Foi uma verdadeira lástima que minha mãe, assim como muita gente ao longo do meu caminhar, não compreendesse bem meu modo sutil de amar e de viver. Nunca entendeu o filho calado e profundo e embora ela tentasse muito, nunca conseguiu gostar dele ou o amar como pessoa.

Não me levem a mal (levem-me para Pasárgada!). Eu lhes asseguro que amor de mãe é coisa inútil para mim. Segundo dizem, se uma mãe tiver doze filhos, 11 psicopatas sádicos e um virtuoso, há de amar igualmente aos 12. Então qual o mérito do filho virtuoso no que tange ao amor de sua mãe?

Esse amor ideal de mãe, que tudo suporta, que tudo aceita e blá blá blá.... Isso nunca me interessou de modo que embora ela tenha sido excelente e ido além de suas forças ao cuidar de mim, não chego a lamentar que ela não me tenha amado como um filho. Eu já vi o que os filhos fazem as mães e como o amor por eles é pesado para elas.
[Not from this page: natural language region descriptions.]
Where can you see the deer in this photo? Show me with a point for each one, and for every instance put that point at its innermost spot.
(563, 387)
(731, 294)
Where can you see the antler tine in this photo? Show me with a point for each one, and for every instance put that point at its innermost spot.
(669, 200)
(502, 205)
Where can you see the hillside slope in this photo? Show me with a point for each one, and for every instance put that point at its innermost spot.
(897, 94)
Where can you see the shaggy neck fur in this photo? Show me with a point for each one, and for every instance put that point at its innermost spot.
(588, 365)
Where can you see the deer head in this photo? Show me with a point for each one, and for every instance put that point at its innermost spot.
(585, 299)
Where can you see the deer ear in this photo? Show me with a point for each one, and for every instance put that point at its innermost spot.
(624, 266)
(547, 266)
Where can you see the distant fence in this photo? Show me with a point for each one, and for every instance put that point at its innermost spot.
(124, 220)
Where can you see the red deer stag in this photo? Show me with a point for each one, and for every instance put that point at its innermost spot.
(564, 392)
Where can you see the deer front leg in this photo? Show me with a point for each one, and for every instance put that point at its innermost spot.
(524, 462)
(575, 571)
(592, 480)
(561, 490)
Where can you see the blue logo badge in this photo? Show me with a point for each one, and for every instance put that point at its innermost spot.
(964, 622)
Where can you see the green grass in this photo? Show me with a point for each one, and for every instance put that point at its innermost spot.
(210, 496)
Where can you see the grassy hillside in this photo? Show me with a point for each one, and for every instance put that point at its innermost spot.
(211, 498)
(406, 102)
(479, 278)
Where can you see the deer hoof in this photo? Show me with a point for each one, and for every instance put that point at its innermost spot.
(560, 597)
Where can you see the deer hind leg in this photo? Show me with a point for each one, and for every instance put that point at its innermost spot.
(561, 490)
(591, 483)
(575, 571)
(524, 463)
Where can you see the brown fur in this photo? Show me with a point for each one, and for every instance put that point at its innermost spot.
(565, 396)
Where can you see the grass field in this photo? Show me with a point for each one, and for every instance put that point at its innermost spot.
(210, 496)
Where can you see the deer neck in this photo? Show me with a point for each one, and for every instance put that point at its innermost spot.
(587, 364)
Todas essas besteiras que li no dia das mães, sobre esse ideário de amor quase transcendental, mãe que ama incondicionalmente, que tudo suporta, como se fosse realmente um martírio qualquer abrir o útero para uma criança, sofrer no parísio; ideário que talvez venha do mito de Maria mãe de Jesus, isso tudo me deixa nauseado, por que parece negar a uma mulher, uma vez sendo mãe, a humanidade própria.

Mães não podem odiar, não podem se permitir uma canalhice, mães não tem orgasmos (supostamente a concepção de filhos deve ser “pura”), momentos de fraqueza ou força, mães estão condenadas à santidade em vida e não são absolutamente, mulheres. 
Pobres mães...

Ah, eu amava aquela mulher que chorava o amor perdido enquanto colocava lençóis azulados de anil na grama para quarar ao som absolutamente mágico da voz incrível de Elis Regina. Amava a força esmagadora dela ao enfrentar o mundo, ao levantar de madrugada no escuro para arrancar sozinha do mundo o com que alimentar os filhos; suportando bravamente enquanto o ser mãe ia lentamente minando o ser mulher dela.

Muita chuva e vento e verões transcorreram desde 1978.


Morreu Elis, morreu meu pai, morreu a mulher que cantava com Elis e chorava pelo meu pai. 

Ficou a mãe, que me olha com olhos gentis, vasculha no fundo da alma algum amor que possa dar ao filho estranho tão “indiferente” e diferente dos outros filhos e pergunta como vou indo, nas raras vezes em que nos vemos. Abraço-lhe o corpo ossudo, os ombros cansados e sinto raiva de mim mesmo por ser seu filho e assim como os outros filhos, ter arrancado dela tanto que não posso devolver. 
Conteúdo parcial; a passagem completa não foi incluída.